After being freed, Sharif applied for a travel and exit visa to go to Morocco to teach. As a graduate of the Faculty of Islamic Studies of the Baghdad University, Sharif applied to teach Islamic way of life at a Moroccan madrassa, a religious school. After he was granted the visa and began teaching, he did his utmost best to find a way out of Morocco before his work visa expired. With the help of a friend, Sharif arrived in Algeria and from there sought asylum at the Canadian Embassy.
He arrived in Ottawa in the winter of 1987. He said what the embassy officials had forgotten to tell him was that the Canadian winters were cold...I could sympathize with him on that one. He quickly integrated into the Canadian way of life and a few years after his arrival, began teaching at the Islamic School in Ottawa. That stopped in the mid-1990s, when the school's funding diverted from a number of donors to primarily the Emirates. For the new funders, Sharif's preachings were too lax, too different from the wahabi-esque school of thought in Islam. So, desperate for a new job, Sharif began work as a taxi driver. In the car, I see books under his seat, prayer beads by his mirror and in the mirror, a man who has lost hope of someday, doing what he is most passionate about: teaching.
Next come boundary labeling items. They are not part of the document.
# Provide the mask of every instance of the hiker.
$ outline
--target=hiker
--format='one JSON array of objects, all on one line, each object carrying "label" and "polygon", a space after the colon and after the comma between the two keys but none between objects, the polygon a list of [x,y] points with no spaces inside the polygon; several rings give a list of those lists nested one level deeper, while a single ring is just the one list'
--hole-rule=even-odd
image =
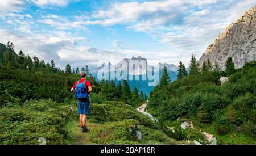
[{"label": "hiker", "polygon": [[75,96],[77,100],[77,113],[79,115],[80,125],[83,132],[89,132],[90,130],[87,128],[87,116],[90,111],[90,101],[89,94],[92,92],[92,86],[89,81],[85,78],[86,74],[81,72],[81,79],[75,83],[71,88],[71,91],[75,92]]}]

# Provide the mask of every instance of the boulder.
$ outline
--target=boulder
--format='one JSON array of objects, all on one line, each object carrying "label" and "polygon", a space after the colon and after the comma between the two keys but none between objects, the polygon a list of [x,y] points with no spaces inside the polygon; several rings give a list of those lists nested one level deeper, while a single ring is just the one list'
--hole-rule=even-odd
[{"label": "boulder", "polygon": [[193,142],[194,143],[195,145],[202,145],[201,143],[200,143],[196,140],[193,141]]},{"label": "boulder", "polygon": [[149,113],[146,112],[142,112],[142,113],[144,114],[144,115],[147,116],[149,118],[150,118],[154,121],[158,123],[158,120],[155,117],[152,116],[152,115],[150,114]]},{"label": "boulder", "polygon": [[229,78],[226,77],[222,77],[220,78],[220,81],[221,82],[221,86],[223,85],[224,82],[229,81]]},{"label": "boulder", "polygon": [[186,129],[187,128],[189,127],[189,124],[187,122],[184,122],[181,124],[181,128],[183,129]]},{"label": "boulder", "polygon": [[212,137],[210,140],[209,141],[210,143],[210,145],[217,145],[217,139],[214,137]]}]

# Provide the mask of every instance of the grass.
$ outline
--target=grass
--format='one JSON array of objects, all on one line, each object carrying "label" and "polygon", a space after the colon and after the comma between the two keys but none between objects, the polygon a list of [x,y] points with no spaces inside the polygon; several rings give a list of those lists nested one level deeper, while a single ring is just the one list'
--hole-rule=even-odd
[{"label": "grass", "polygon": [[79,121],[73,120],[68,123],[65,128],[68,132],[65,143],[68,145],[172,145],[185,143],[171,138],[161,131],[143,126],[141,128],[142,139],[138,140],[135,132],[129,132],[129,128],[138,123],[138,121],[133,119],[104,124],[89,120],[88,128],[91,131],[83,133],[81,131]]}]

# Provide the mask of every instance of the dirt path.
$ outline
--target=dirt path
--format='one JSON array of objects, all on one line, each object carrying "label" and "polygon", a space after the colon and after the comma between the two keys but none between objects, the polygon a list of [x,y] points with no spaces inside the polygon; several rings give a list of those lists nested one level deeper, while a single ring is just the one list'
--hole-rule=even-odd
[{"label": "dirt path", "polygon": [[139,107],[137,108],[135,110],[140,112],[141,113],[143,113],[145,111],[146,107],[147,106],[147,103],[143,104]]},{"label": "dirt path", "polygon": [[[88,121],[88,128],[94,132],[101,127],[97,124]],[[92,132],[84,133],[81,130],[79,122],[77,121],[70,121],[67,125],[68,142],[69,145],[92,145],[93,144]]]}]

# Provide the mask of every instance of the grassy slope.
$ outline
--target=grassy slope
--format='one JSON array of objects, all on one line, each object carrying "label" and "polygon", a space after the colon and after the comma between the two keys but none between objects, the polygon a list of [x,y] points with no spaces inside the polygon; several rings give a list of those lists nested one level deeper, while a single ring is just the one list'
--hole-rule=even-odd
[{"label": "grassy slope", "polygon": [[[9,98],[8,98],[9,99]],[[71,111],[70,107],[73,109]],[[51,99],[23,103],[14,99],[0,108],[0,145],[39,144],[181,144],[163,133],[147,117],[122,102],[91,104],[90,133],[82,133],[76,102],[57,103]],[[130,128],[141,125],[142,140]]]},{"label": "grassy slope", "polygon": [[[97,112],[106,112],[101,116]],[[82,133],[77,119],[68,122],[67,144],[181,144],[164,134],[143,115],[135,112],[122,103],[105,102],[102,104],[91,104],[91,115],[88,121],[89,133]],[[104,113],[102,113],[104,114]],[[127,116],[127,115],[130,115]],[[142,140],[139,141],[135,133],[129,132],[129,128],[141,125]]]}]

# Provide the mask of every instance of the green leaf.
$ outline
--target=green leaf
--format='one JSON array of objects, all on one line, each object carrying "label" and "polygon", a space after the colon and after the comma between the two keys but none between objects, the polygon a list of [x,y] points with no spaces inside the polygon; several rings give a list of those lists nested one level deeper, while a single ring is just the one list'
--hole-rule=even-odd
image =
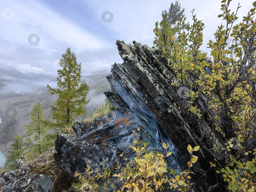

As we approach the end of my bed and breakfast, I ask Sharif if he could tell me what the problem in Iraq is...He looks at me in the mirror, and though I know he will tell me it is a complex situation, I have no idea beyond that what he is about to say. He tells me that when he sought asylum to the United States, the embassy refused him, saying Iraq was a safe country and one that was a partner of the United States. "Today, the reason why the United States is in Iraq is because Iraq used the power granted by this "partnership" to bully neighbouring countries in a way taught and tolerated by the American political system." So I ask, will thousands of American and British soldiers continue to die, despite wanting to create a different Iraq, a "free" Iraq [a loose term at that]. He tells me how the United States is trying to impose a way of governance in Iraq. He tells me how his mother was Sunni and his father a Shi'a and how they never had problems in the community until the United States began making the whole problem a "religion-based issue". He said THAT was absolute nonsense...I had no comment and still don't, seeing as I haven't seen the levels of division between the two peoples firsthand. I feel for so many, but my sympathy has no effect on the improvement of life for the soldiers who serve there, many of them barely 18 years old; I feel for Iraq the most because I can only imagine the life that the young generations are going through today...They will have stories to share with their grandchildren, hopefully at a better time.
The B&B where I stay is an a live-in museum of sorts. Everywhere you turn, there is something that is hundreds of years old...Mind you, not things I'd like to have, like portraits of captains and soldiers, the nobility, old tools, the use of which is now unknown by the owner.